According to a study published in the journal Work, Employment and Society, no matter how much more a woman earns or works outside of home, they are still in charge of the bulk of the housework.
Nevertheless, income did make a difference, where men who earned less than their partners did significantly more housework as compared to men who earned more than their partners.
The study via face to face interviews with 36 partnered women and 12 partnered men, and all the interviewees had at least one child under 14 years old.

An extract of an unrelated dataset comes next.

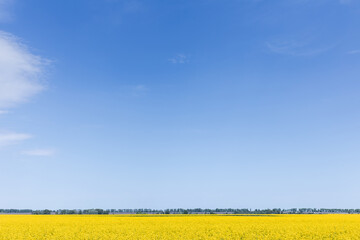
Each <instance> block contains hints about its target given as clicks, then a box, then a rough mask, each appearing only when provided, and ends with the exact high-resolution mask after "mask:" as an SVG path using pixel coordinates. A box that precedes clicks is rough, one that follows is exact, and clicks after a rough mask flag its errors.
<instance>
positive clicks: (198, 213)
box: [0, 208, 360, 215]
mask: <svg viewBox="0 0 360 240" xmlns="http://www.w3.org/2000/svg"><path fill="white" fill-rule="evenodd" d="M330 213H343V214H344V213H346V214H360V209H327V208H291V209H280V208H273V209H248V208H242V209H234V208H216V209H207V208H206V209H202V208H192V209H184V208H174V209H163V210H158V209H149V208H139V209H100V208H96V209H58V210H49V209H44V210H32V209H0V214H41V215H44V214H45V215H46V214H330Z"/></svg>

The respondents included a mix of both women and men earning more than their partners.
On average, men whose partners earned more carried out more housework than other men, although women in these partnerships still did more.
Despite coming to a consensus that the housework should be shared, with the exception of one lady who said that her partner does the majority of the housework, all respondents reported that the women were mainly responsible for the housework or that both partners shared the responsibility.
It was also found that low-earning men were more willing to pick up the chores compared to the high-earners, who were more likely to hire domestic help to take up the chores instead.
Dr. Clare Lyonette, a researcher at the Institute for Employment Research, who led the study, wrote, “The pressures on women to take responsibility for housework remain considerable, despite the increase in women’s ‘breadwinning’ capacities.”
“However, the pressures of full-time employment, particularly professional and managerial occupations, are incompatible with domestic responsibilities for both men and women. If men continue to work long hours, and many women are effectively forced to work part-time, even those couples who want to share will find it impossible to do so.”
She added that until all men are willing to take on more domestic tasks, while allowing women to take on greater responsibility within the workplace, any hoped-for progress in gender equality is likely to stall at the workplace.